Chris Ingalls: I like the swagger, I like the arrangement and instrumentation — subtle touches like the odd tambourine, a little Hammond organ here and there, even an oddly out-of-place Moog riff near the end — and it has a solid meat-and-potatoes feel to it that would appeal to both a classic rock fan and someone who isn’t beholden to lame contemporary mainstream country music. The song doesn’t have any dramatic twists, it just sort of… simmers. And that’s cool. [7/10]

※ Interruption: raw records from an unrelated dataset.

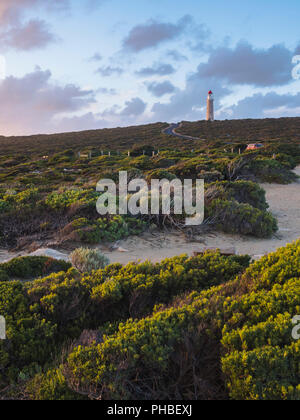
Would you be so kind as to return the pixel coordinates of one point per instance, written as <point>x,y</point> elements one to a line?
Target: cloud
<point>262,106</point>
<point>110,71</point>
<point>176,56</point>
<point>96,57</point>
<point>189,103</point>
<point>161,89</point>
<point>106,91</point>
<point>156,70</point>
<point>154,33</point>
<point>34,34</point>
<point>134,107</point>
<point>12,10</point>
<point>247,65</point>
<point>32,104</point>
<point>29,35</point>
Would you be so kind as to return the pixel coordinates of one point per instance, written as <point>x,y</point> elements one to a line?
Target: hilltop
<point>243,131</point>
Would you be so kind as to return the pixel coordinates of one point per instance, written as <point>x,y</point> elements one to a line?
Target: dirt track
<point>284,201</point>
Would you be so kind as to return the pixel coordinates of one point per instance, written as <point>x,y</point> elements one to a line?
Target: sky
<point>69,65</point>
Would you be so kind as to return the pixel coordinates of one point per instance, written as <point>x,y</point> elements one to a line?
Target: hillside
<point>282,129</point>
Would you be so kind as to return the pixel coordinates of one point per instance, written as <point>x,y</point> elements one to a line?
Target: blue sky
<point>85,64</point>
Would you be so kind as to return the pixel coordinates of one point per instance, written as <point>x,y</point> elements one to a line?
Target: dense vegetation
<point>47,192</point>
<point>208,327</point>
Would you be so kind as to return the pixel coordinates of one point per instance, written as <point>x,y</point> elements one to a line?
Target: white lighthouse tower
<point>210,107</point>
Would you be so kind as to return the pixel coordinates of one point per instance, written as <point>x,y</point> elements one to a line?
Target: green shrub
<point>108,229</point>
<point>246,192</point>
<point>87,260</point>
<point>234,217</point>
<point>270,170</point>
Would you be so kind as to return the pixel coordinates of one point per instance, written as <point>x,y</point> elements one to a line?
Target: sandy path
<point>284,201</point>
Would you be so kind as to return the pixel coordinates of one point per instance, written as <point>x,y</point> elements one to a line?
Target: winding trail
<point>171,131</point>
<point>284,201</point>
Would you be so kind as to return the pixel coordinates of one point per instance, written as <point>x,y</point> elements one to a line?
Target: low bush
<point>108,229</point>
<point>234,217</point>
<point>87,260</point>
<point>246,192</point>
<point>177,351</point>
<point>270,170</point>
<point>31,267</point>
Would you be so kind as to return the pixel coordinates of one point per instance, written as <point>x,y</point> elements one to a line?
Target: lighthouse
<point>210,107</point>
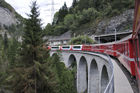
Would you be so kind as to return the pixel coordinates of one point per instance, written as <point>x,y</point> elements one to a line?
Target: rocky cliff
<point>122,22</point>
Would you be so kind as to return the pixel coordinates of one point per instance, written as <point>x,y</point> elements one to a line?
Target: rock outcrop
<point>123,22</point>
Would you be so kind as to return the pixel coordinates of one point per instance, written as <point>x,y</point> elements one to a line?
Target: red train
<point>126,50</point>
<point>120,49</point>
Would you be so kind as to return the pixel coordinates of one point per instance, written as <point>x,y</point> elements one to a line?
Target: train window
<point>136,50</point>
<point>65,46</point>
<point>77,47</point>
<point>55,47</point>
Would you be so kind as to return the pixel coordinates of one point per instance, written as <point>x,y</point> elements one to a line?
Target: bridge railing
<point>110,85</point>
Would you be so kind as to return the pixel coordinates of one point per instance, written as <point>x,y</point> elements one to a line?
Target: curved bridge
<point>94,71</point>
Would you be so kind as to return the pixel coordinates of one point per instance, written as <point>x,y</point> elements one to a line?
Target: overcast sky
<point>22,7</point>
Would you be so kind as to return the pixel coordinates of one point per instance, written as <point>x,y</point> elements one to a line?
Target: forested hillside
<point>84,16</point>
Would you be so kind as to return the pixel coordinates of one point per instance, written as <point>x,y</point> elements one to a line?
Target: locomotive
<point>126,50</point>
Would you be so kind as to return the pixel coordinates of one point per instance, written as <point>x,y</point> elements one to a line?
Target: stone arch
<point>72,61</point>
<point>93,77</point>
<point>104,79</point>
<point>72,64</point>
<point>82,75</point>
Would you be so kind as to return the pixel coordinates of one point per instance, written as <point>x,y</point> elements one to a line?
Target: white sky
<point>45,7</point>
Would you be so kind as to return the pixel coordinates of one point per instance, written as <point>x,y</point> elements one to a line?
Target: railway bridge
<point>94,72</point>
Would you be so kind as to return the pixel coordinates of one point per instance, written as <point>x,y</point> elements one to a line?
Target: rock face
<point>6,17</point>
<point>123,22</point>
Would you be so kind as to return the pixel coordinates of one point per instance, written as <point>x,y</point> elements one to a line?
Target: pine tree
<point>62,13</point>
<point>5,41</point>
<point>34,75</point>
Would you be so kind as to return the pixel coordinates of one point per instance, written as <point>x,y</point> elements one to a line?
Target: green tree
<point>65,76</point>
<point>49,29</point>
<point>5,41</point>
<point>34,74</point>
<point>62,13</point>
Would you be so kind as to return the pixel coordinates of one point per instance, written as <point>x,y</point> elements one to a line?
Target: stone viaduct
<point>94,72</point>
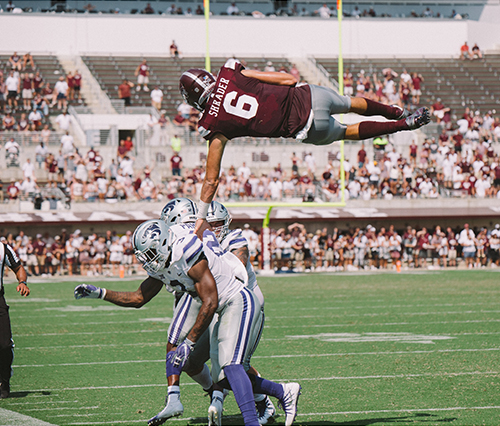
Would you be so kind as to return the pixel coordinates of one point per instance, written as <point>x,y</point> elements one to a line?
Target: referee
<point>8,258</point>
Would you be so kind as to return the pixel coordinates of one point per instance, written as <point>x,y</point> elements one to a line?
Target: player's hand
<point>88,290</point>
<point>182,354</point>
<point>200,226</point>
<point>23,289</point>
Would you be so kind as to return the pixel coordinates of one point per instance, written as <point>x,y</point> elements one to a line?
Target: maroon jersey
<point>243,106</point>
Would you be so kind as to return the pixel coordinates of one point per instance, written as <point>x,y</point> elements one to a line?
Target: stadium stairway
<point>459,83</point>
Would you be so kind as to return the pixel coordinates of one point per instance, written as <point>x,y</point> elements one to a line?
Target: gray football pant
<point>325,129</point>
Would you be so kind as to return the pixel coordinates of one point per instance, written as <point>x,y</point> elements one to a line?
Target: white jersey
<point>235,240</point>
<point>229,274</point>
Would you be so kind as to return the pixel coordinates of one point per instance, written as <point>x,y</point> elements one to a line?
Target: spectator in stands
<point>476,52</point>
<point>63,120</point>
<point>35,120</point>
<point>61,89</point>
<point>142,74</point>
<point>27,90</point>
<point>71,85</point>
<point>176,164</point>
<point>15,62</point>
<point>28,60</point>
<point>13,85</point>
<point>156,98</point>
<point>148,10</point>
<point>124,91</point>
<point>465,52</point>
<point>324,11</point>
<point>67,144</point>
<point>232,9</point>
<point>77,86</point>
<point>9,122</point>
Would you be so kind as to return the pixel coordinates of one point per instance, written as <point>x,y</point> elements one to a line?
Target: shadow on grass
<point>413,418</point>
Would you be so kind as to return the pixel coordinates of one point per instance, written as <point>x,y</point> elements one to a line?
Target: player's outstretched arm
<point>211,181</point>
<point>277,78</point>
<point>148,289</point>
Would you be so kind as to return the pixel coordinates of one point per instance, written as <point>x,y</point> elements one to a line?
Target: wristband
<point>202,210</point>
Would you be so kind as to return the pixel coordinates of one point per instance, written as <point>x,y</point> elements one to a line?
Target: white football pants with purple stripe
<point>185,314</point>
<point>236,334</point>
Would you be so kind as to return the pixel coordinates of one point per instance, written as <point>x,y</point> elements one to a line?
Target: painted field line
<point>94,407</point>
<point>42,402</point>
<point>91,333</point>
<point>11,418</point>
<point>410,410</point>
<point>302,379</point>
<point>382,323</point>
<point>73,364</point>
<point>94,346</point>
<point>18,348</point>
<point>384,314</point>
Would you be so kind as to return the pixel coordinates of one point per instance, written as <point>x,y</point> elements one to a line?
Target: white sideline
<point>11,418</point>
<point>302,379</point>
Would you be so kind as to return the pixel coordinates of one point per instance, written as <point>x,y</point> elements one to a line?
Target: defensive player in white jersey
<point>179,260</point>
<point>219,219</point>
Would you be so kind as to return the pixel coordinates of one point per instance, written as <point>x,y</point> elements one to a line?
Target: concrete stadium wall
<point>151,35</point>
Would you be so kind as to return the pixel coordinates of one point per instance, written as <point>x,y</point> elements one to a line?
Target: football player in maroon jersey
<point>242,102</point>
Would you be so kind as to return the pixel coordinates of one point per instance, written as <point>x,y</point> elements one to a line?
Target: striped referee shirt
<point>7,257</point>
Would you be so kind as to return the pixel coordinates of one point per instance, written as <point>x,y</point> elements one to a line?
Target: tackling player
<point>245,102</point>
<point>218,218</point>
<point>176,258</point>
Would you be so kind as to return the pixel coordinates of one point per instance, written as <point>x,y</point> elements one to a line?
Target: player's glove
<point>182,353</point>
<point>90,291</point>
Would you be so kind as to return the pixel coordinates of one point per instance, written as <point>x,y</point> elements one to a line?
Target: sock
<point>171,370</point>
<point>204,378</point>
<point>376,108</point>
<point>259,397</point>
<point>173,393</point>
<point>268,388</point>
<point>242,390</point>
<point>371,129</point>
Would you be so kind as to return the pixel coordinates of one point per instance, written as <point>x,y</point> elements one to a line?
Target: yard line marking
<point>63,408</point>
<point>383,323</point>
<point>264,357</point>
<point>94,346</point>
<point>270,317</point>
<point>42,402</point>
<point>479,333</point>
<point>302,379</point>
<point>409,410</point>
<point>92,333</point>
<point>11,418</point>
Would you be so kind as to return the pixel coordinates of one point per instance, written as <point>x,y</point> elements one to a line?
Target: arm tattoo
<point>242,254</point>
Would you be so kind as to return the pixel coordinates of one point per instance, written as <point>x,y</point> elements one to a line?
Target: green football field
<point>409,348</point>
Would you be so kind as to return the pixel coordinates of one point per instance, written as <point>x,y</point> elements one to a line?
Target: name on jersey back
<point>218,96</point>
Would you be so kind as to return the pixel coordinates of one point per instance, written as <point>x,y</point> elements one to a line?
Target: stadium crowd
<point>293,249</point>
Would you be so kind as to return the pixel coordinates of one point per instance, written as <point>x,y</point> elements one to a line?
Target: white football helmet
<point>218,213</point>
<point>179,210</point>
<point>151,245</point>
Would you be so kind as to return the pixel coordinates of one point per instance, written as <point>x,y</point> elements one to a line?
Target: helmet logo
<point>153,231</point>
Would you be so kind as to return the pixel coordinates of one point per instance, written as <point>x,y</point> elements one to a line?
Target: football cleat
<point>404,112</point>
<point>172,409</point>
<point>419,118</point>
<point>289,402</point>
<point>265,411</point>
<point>215,411</point>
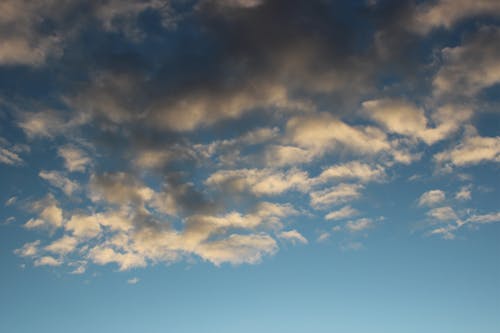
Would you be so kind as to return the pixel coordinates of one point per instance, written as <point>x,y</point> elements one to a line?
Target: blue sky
<point>249,166</point>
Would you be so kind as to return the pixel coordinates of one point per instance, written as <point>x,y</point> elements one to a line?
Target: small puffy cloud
<point>48,261</point>
<point>464,193</point>
<point>74,158</point>
<point>343,213</point>
<point>238,249</point>
<point>10,201</point>
<point>432,197</point>
<point>359,225</point>
<point>63,245</point>
<point>335,195</point>
<point>103,255</point>
<point>28,249</point>
<point>323,237</point>
<point>474,149</point>
<point>446,13</point>
<point>83,226</point>
<point>49,214</point>
<point>443,213</point>
<point>134,280</point>
<point>293,236</point>
<point>353,170</point>
<point>484,218</point>
<point>9,157</point>
<point>59,180</point>
<point>472,66</point>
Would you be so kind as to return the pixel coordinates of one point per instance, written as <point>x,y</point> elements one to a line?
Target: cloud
<point>9,157</point>
<point>443,213</point>
<point>464,193</point>
<point>447,13</point>
<point>484,218</point>
<point>322,132</point>
<point>238,249</point>
<point>335,195</point>
<point>473,149</point>
<point>63,245</point>
<point>359,225</point>
<point>404,118</point>
<point>28,249</point>
<point>260,181</point>
<point>49,214</point>
<point>48,261</point>
<point>133,280</point>
<point>343,213</point>
<point>10,201</point>
<point>103,255</point>
<point>293,236</point>
<point>354,170</point>
<point>432,197</point>
<point>472,66</point>
<point>74,158</point>
<point>57,179</point>
<point>26,43</point>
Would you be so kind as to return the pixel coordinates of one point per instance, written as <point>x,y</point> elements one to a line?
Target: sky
<point>250,166</point>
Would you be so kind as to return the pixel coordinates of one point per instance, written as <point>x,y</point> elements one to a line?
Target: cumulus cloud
<point>59,180</point>
<point>359,225</point>
<point>473,149</point>
<point>343,213</point>
<point>260,181</point>
<point>472,66</point>
<point>431,198</point>
<point>47,261</point>
<point>446,13</point>
<point>464,193</point>
<point>74,158</point>
<point>293,236</point>
<point>28,249</point>
<point>402,117</point>
<point>335,195</point>
<point>443,213</point>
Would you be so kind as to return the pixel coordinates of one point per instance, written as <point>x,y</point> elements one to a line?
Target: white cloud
<point>443,213</point>
<point>49,214</point>
<point>63,245</point>
<point>28,249</point>
<point>134,280</point>
<point>293,236</point>
<point>472,150</point>
<point>343,213</point>
<point>103,255</point>
<point>238,249</point>
<point>321,132</point>
<point>446,13</point>
<point>404,118</point>
<point>260,181</point>
<point>335,195</point>
<point>353,170</point>
<point>10,201</point>
<point>75,159</point>
<point>57,179</point>
<point>472,66</point>
<point>48,261</point>
<point>431,198</point>
<point>9,157</point>
<point>359,225</point>
<point>464,193</point>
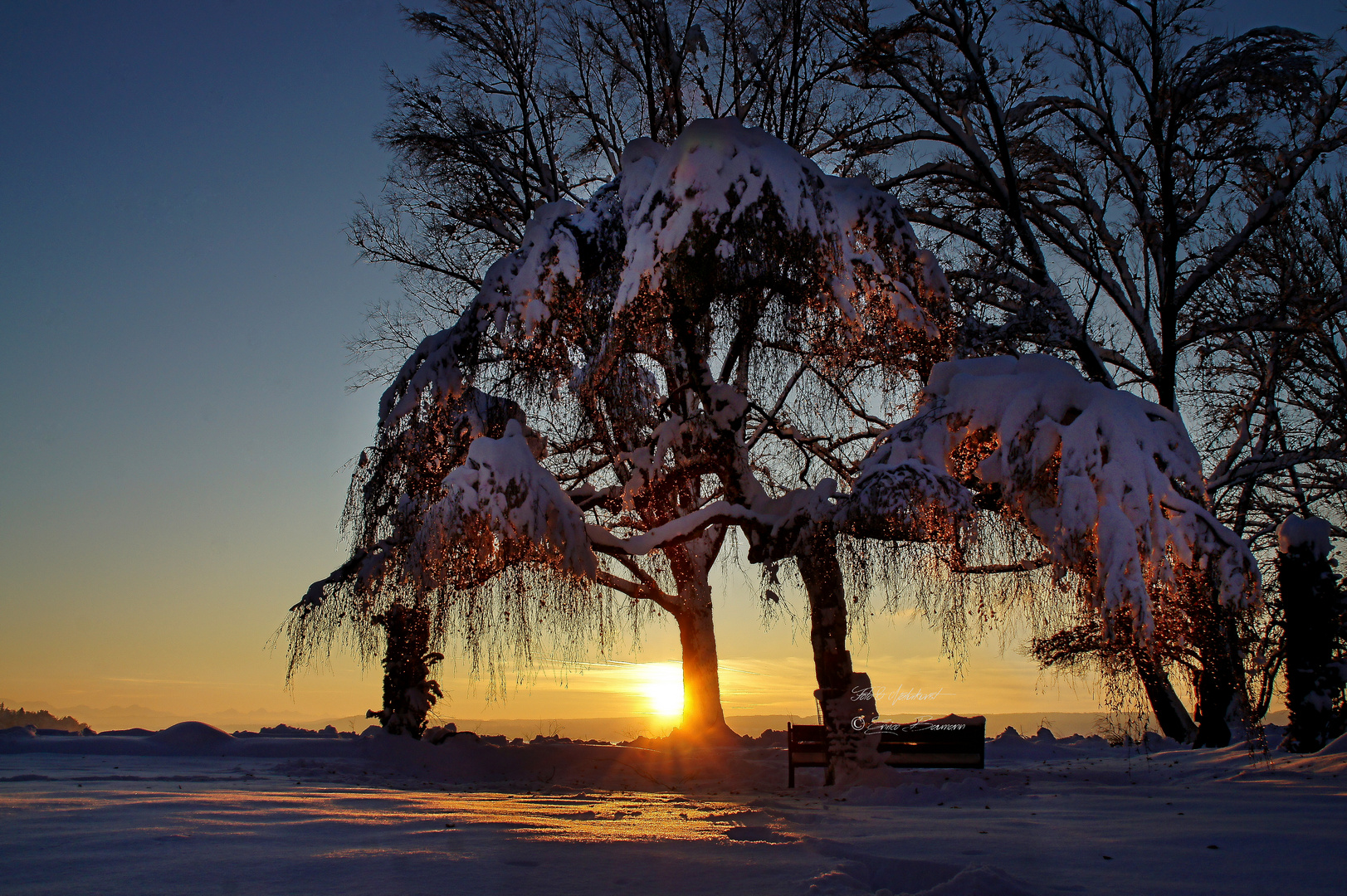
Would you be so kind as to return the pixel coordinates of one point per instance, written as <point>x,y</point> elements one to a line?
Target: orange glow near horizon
<point>661,686</point>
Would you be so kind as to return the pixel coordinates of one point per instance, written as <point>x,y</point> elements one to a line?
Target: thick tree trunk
<point>1171,713</point>
<point>1219,678</point>
<point>822,574</point>
<point>702,712</point>
<point>1312,608</point>
<point>408,690</point>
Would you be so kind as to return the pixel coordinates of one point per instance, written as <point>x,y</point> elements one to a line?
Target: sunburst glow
<point>663,689</point>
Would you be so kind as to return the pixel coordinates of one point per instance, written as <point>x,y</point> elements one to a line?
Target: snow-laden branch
<point>1109,483</point>
<point>729,181</point>
<point>500,504</point>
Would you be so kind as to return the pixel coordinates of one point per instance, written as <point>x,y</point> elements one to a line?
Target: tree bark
<point>822,574</point>
<point>408,690</point>
<point>1312,608</point>
<point>1171,713</point>
<point>702,710</point>
<point>1219,677</point>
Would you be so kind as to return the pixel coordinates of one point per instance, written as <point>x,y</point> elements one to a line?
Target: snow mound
<point>1312,533</point>
<point>190,736</point>
<point>979,880</point>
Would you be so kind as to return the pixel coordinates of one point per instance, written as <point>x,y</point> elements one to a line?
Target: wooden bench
<point>806,747</point>
<point>954,742</point>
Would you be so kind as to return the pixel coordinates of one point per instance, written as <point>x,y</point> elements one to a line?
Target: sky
<point>177,289</point>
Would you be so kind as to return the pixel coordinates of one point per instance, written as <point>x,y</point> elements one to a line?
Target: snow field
<point>1070,816</point>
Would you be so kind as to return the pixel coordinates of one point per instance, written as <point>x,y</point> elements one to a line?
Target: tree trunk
<point>1171,714</point>
<point>702,712</point>
<point>822,574</point>
<point>408,690</point>
<point>1312,608</point>
<point>1219,677</point>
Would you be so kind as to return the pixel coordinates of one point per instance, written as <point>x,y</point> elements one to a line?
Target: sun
<point>663,689</point>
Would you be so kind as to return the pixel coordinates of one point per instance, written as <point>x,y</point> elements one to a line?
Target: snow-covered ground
<point>209,814</point>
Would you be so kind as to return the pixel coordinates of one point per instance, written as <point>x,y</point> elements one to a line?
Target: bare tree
<point>1096,177</point>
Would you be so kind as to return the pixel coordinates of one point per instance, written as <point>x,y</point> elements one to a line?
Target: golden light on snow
<point>661,684</point>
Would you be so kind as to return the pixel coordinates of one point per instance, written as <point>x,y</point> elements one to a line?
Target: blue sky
<point>177,289</point>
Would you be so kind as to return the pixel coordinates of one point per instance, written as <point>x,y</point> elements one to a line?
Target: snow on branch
<point>724,211</point>
<point>500,507</point>
<point>1310,533</point>
<point>739,202</point>
<point>1109,483</point>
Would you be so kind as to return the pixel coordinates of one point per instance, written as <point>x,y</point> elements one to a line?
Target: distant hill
<point>42,718</point>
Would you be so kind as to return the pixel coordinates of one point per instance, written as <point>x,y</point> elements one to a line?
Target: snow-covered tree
<point>534,103</point>
<point>1106,483</point>
<point>1091,172</point>
<point>617,395</point>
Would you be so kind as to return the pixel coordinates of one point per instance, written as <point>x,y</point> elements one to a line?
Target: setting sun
<point>663,689</point>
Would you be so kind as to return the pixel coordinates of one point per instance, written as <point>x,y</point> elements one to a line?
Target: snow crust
<point>346,816</point>
<point>1314,533</point>
<point>1109,483</point>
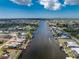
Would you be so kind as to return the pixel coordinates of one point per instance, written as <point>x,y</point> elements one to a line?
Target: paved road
<point>42,46</point>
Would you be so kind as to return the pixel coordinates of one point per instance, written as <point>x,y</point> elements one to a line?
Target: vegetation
<point>73,32</point>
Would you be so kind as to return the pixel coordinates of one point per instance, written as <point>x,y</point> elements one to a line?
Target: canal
<point>42,46</point>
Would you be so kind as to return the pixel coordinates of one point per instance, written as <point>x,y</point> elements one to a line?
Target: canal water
<point>42,46</point>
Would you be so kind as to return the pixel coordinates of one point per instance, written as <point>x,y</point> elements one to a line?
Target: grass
<point>67,50</point>
<point>1,52</point>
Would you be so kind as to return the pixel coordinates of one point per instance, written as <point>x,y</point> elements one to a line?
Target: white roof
<point>75,49</point>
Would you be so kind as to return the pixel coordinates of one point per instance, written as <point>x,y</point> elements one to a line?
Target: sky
<point>39,8</point>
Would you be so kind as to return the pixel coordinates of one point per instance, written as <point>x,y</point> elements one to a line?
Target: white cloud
<point>23,2</point>
<point>51,4</point>
<point>71,2</point>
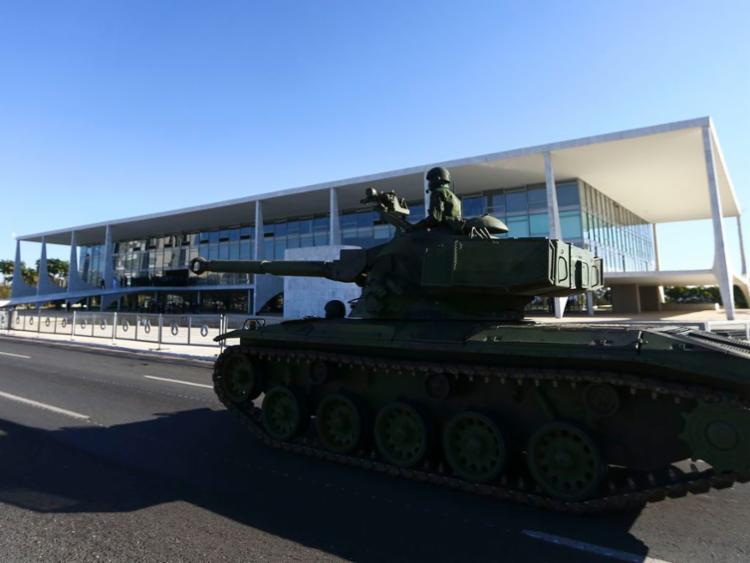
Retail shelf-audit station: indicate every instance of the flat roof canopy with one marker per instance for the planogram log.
(657, 172)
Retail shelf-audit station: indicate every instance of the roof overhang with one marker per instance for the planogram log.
(657, 172)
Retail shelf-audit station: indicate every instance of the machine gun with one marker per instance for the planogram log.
(392, 209)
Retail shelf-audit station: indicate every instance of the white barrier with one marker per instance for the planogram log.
(179, 330)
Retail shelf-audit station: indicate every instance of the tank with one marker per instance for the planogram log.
(436, 375)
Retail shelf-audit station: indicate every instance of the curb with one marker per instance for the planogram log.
(120, 351)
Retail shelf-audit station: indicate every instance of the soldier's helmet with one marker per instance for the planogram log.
(437, 177)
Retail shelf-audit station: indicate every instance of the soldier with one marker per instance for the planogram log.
(444, 207)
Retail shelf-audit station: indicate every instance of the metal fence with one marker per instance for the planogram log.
(735, 329)
(186, 330)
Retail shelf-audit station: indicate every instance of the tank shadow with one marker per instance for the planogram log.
(206, 458)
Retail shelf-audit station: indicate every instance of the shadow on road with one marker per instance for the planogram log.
(205, 458)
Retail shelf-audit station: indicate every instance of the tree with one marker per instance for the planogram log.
(6, 269)
(56, 268)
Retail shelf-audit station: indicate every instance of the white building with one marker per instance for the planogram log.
(605, 193)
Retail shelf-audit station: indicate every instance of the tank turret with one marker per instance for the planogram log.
(449, 269)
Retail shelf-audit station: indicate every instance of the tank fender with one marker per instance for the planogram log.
(231, 334)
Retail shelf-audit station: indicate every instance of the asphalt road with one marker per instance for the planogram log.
(125, 457)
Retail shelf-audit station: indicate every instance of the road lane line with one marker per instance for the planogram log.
(179, 381)
(44, 406)
(590, 547)
(15, 355)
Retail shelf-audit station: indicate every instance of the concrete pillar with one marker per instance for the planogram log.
(657, 260)
(590, 303)
(75, 283)
(626, 299)
(45, 285)
(108, 268)
(553, 214)
(650, 297)
(20, 288)
(259, 232)
(334, 226)
(721, 263)
(743, 258)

Pryor Stroud: Hounded by an insistent, clawing-out-of-the-earth roots rock groove that sounds like the undergirding sludge-guitar from the Black Keys’ “Everlasting Light” was decelerated, powered down, and reprimanded for being too unadulteratedly anti-nihilistic, Sturgill Simpson’s vocal laxity in “Brace for Impact” seems to contravene the command that gives the song its title. A collision is imminent, but not a single nerve in Simpson’s body cares to tighten; he sings with a certain breathy, unhurried resignation, more evocative of the death-drive passions of blues than the blue-collar pieties of country, and seems to have accepted the fatalistic urge that the song hinges upon without putting up much of a fight. But a fight is there, subtly: the pendulous guitar cries, moody electro-tinges, and sleepless bass could be heard as Simpson’s hands testing the stormy waters depicted on the A Sailor’s Guide to Earth LP cover. The water stings, whipping against his fingers like needles blacksmithed by wind, but it’s precisely this stinging that reminds him — you — that the moments in which we feel most alive are often the ones that flirt the closest with death — or, at least, the illusion of it. [6/10]
Chad Miller: The melody doesn’t sound unique at all, and there’s nothing in the song to push it past its astounding mediocrity. Some guitar sections give the song a nice twist, but overall the song is just lacking in nearly every department. [5/10]
Sturgill Simpson‘s new album, A Sailor’s Guide to Earth, releases April 15th.